IRC President and CEO David Miliband says in the aftermath of the latest tragedy involving migrants at sea, “European attention has been dragged back to what is a problem that hasn’t just occurred in the last three weeks. Obviously (those events) — 700, 800, a thousand people dying in the space of two days — refocused attention.”

He says the options in Northern Africa are limited, causing many people to move to Europe for a better life. Miliband believes that Europeans are not standing together on the issue — “Italians and Greeks are being expected to handle it on their own more or less, rather than as a united European response,” he says.

When he speaks to high level officials about getting Europe to join forces on the migrant issue, he says he often gets three responses: That they regret the end of the Mare Nostrum program last November, led by the Italian Navy, which saved thousands of migrant lives at sea.
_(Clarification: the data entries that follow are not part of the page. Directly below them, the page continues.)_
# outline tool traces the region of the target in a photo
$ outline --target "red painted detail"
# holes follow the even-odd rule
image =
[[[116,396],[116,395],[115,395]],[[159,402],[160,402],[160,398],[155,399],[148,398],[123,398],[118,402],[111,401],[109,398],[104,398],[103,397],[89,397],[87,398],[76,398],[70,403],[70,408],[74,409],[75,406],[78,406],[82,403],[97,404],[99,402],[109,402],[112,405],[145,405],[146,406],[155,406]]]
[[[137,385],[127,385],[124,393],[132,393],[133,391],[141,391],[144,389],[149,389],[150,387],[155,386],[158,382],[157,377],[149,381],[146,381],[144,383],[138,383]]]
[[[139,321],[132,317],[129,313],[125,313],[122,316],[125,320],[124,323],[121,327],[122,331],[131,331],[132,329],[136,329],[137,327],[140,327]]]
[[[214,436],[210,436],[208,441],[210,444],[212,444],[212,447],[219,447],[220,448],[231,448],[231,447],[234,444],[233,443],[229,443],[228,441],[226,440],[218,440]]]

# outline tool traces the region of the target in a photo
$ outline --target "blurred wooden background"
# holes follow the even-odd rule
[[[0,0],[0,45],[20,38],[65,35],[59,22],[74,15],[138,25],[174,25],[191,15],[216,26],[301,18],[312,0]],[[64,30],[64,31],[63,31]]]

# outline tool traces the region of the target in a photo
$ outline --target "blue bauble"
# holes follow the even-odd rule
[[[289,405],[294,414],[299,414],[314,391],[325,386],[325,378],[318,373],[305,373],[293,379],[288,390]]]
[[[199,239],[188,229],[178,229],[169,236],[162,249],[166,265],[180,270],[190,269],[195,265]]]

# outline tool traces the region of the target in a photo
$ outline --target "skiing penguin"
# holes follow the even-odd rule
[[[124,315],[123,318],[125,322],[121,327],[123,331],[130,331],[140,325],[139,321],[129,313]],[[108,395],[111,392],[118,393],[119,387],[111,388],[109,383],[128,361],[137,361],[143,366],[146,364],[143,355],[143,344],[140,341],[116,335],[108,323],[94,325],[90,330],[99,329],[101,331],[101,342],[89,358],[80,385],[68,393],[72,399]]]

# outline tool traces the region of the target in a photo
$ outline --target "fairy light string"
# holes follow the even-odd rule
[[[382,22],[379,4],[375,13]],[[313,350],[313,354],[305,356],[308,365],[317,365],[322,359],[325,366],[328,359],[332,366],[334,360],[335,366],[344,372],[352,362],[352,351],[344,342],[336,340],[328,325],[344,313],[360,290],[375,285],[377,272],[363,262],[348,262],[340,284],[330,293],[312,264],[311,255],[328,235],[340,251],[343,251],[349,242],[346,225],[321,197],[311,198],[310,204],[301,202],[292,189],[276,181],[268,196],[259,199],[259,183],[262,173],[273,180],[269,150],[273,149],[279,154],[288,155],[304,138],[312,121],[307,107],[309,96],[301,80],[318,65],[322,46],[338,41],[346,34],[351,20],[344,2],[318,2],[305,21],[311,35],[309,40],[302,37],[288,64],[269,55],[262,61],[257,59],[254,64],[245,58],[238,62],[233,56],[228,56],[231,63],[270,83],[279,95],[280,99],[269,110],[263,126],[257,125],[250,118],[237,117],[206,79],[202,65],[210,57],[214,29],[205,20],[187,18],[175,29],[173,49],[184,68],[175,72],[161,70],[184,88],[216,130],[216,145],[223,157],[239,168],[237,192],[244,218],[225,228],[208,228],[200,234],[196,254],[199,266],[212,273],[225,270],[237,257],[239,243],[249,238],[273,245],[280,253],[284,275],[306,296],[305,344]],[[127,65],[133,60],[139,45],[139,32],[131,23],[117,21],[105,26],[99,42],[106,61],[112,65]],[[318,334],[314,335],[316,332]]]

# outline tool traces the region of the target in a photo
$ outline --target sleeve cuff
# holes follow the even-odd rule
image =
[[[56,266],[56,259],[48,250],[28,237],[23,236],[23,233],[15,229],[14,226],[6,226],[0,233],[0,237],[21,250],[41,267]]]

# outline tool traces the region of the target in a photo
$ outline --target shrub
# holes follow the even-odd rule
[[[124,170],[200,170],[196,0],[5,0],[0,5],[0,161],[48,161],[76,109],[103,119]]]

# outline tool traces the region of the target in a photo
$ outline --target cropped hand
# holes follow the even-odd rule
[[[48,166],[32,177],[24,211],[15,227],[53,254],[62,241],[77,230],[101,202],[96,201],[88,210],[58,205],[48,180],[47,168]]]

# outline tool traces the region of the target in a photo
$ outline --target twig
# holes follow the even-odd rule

That it’s very tough to tackle this issue at the source. And that the EU’s bandwidth is stretched as it is dealing with the euro crisis and the Ukraine confrontation with Russia.

As for hands on work, the IRC currently has over 2,000 workers in Syria and in neighboring countries focusing on health, education, and on some protection for women and girls. It’s releasing a new website for refugees to find out about, and rate, resources to ease the transition to life a new country. “The refugees from Syria are educated people; they are tech-savvy people. Until now, there’s been no proper tech platform for them to find out what services are available to them. The IRC and US government are creating, for the first time, a kind of “Yelp for refugees” in Lebanon,” says Miliband.

The platform is called Service Info and will allow refugees to add comments on services, like, “This supermarket treated me well. This hospital treated me well.” That kind of feedback will improve the quality of services, as well as broadcast the services that are available, he says. 

Currently Service Info is being piloted in Lebanon, a country of 5 million people — with 1.5  million of those who are refugees. It’s the equivalent of Germany’s population moving to America.

Miliband left politics to take the position as CEO at IRC. Of this shift, he says, “I feel I’m helping people whose lives are affected by breakdown of politics, because what is a civil war other than the failure of politics? Now I’m out of politics. I’m at the other end of the telescope. What I always say to people is that the humanitarian sector can stanch the dying, but it takes politics to stop the killing and you need both.”